You don't need to write platform-specific code if you use some cross-platform framework. For simple programs it may be enough to use only the standard library of your language of choice.

> single portable binary that can run on x86 windows, arm64 linux and in your browser with zero modification

It has little value. Compiling a separate binary for each OS isn't that hard, since only a handful of architectures and operating systems are actually in use. Using an abstract cross-platform binary (like WASM) in the other hand adds extra performance costs and other user-side overhead, which isn't strictly necessary.

> You don't need to write platform-specific code if you use some cross-platform framework. For simple programs it may be enough to use only the standard library of your language of choice.

That's a circular argument and "some" is doing a lot of work there. What cross-platform framework would you be referring to?

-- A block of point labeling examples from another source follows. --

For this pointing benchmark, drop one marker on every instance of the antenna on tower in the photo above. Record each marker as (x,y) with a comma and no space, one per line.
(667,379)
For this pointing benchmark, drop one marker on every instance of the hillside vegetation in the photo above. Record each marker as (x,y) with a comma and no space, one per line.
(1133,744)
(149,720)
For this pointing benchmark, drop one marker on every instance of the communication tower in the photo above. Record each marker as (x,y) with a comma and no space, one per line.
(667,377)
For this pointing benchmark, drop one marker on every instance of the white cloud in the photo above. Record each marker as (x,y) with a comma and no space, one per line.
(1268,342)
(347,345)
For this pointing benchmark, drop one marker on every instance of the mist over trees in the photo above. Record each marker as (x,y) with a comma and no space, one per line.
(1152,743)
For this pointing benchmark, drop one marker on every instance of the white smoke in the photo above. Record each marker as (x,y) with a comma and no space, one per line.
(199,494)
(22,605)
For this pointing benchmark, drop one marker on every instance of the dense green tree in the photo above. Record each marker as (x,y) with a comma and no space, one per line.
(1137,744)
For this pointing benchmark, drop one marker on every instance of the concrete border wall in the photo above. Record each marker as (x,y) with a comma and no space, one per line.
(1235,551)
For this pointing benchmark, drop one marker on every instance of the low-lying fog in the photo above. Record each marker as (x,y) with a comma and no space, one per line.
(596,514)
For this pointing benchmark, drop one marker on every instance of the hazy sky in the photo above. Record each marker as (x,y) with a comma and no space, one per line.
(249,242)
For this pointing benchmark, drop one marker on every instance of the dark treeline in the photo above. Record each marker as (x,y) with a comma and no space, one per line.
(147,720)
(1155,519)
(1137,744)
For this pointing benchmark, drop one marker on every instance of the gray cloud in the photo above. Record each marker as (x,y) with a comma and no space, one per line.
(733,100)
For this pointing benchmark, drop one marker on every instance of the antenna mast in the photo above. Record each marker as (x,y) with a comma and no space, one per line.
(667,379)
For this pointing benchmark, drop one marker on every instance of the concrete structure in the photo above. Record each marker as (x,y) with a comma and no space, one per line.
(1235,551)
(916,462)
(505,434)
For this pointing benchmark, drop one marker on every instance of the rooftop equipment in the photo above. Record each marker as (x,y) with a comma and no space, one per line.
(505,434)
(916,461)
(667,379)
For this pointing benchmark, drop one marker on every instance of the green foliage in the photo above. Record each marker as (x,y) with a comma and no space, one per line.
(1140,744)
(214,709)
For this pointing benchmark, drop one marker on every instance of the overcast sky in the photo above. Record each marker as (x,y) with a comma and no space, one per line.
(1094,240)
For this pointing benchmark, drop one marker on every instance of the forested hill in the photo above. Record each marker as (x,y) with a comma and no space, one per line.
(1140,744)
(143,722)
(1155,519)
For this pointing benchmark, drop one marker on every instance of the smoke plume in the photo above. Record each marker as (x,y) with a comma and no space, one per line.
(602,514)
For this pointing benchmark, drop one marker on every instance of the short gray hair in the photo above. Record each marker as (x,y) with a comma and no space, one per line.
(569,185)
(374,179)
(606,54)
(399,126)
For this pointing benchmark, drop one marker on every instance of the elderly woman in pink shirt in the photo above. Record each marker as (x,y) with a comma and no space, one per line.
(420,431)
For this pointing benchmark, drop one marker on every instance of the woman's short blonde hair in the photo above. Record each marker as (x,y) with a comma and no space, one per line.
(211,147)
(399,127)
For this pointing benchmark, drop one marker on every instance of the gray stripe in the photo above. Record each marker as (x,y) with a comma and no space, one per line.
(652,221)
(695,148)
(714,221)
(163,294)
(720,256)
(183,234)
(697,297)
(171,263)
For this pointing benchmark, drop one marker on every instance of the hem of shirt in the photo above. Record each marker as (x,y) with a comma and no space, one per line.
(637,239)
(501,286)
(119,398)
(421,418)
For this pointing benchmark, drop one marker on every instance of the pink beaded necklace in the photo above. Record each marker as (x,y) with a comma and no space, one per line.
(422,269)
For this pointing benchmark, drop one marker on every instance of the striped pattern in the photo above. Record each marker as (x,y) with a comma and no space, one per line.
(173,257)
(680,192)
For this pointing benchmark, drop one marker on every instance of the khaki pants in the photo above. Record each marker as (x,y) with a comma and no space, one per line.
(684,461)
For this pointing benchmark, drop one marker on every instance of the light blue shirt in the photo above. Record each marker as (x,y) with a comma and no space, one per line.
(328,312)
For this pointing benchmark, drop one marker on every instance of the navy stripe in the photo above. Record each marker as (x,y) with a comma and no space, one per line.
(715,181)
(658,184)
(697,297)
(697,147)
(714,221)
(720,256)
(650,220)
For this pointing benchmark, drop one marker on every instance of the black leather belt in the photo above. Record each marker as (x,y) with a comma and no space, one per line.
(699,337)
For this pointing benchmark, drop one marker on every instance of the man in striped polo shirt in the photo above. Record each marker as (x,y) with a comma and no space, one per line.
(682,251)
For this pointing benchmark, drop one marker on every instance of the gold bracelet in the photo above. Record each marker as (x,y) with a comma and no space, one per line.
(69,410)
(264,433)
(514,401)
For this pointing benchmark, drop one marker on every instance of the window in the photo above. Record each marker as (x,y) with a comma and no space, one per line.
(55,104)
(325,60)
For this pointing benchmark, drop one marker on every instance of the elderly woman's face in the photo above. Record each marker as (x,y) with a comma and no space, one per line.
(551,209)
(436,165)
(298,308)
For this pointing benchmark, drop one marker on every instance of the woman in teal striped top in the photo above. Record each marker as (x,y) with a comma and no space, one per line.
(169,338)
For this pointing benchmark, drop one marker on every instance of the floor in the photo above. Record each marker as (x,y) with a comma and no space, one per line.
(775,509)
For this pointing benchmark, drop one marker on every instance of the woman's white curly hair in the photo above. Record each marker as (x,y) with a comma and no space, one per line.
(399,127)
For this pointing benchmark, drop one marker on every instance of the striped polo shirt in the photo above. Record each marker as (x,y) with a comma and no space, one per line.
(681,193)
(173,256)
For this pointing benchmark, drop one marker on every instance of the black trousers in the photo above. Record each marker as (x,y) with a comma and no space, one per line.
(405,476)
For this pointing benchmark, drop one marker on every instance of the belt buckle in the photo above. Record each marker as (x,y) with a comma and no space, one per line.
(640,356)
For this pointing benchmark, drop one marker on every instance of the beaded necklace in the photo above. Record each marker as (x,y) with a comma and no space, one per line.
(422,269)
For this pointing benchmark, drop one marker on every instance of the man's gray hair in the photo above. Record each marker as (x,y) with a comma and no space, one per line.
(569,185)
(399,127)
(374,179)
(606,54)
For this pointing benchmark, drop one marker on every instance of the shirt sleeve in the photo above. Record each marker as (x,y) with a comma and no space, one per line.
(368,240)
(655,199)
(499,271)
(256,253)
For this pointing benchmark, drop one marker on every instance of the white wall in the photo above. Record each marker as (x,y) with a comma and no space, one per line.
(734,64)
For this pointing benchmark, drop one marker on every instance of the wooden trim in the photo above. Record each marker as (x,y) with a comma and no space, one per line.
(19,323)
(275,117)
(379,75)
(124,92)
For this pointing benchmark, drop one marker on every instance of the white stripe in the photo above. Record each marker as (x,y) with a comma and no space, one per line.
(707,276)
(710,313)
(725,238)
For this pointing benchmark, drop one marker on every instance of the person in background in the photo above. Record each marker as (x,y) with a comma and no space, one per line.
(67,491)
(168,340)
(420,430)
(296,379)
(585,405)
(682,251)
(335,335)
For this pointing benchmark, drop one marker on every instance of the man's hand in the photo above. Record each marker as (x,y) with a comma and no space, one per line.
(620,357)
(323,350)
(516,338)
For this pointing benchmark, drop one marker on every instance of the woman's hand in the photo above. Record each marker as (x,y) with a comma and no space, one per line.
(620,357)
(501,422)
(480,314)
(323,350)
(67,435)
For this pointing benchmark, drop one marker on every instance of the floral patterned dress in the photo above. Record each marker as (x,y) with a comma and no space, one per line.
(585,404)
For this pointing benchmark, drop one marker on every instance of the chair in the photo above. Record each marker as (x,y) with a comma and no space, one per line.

> It has little value. Compiling a separate binary for each OS isn't that hard, since only a handful of architectures and operating systems are actually in use. Using an abstract cross-platform binary (like WASM) in the other hand adds extra performance costs and other user-side overhead, which isn't strictly necessary.

It my have little value to you but that doesn't mean it has little value to everyone. I don't agree that compiling to multiple architectures is without difficulty and restricting yourself to only popular ones proves the point. What specific "other user-side overhead" would you be referring to? Lots of things aren't strictly necessary, that doesn't imply they're not necessary. Yes, there is a performance cost. Sometimes that cost is worth paying.

No you don't, because WASM is only compute, and you need exactly runtime specific code and third party frameworks for everything else as imported functions.
That's what WASI is for
And like CORBA, or POSIX, the portability does not work 100% as being sold.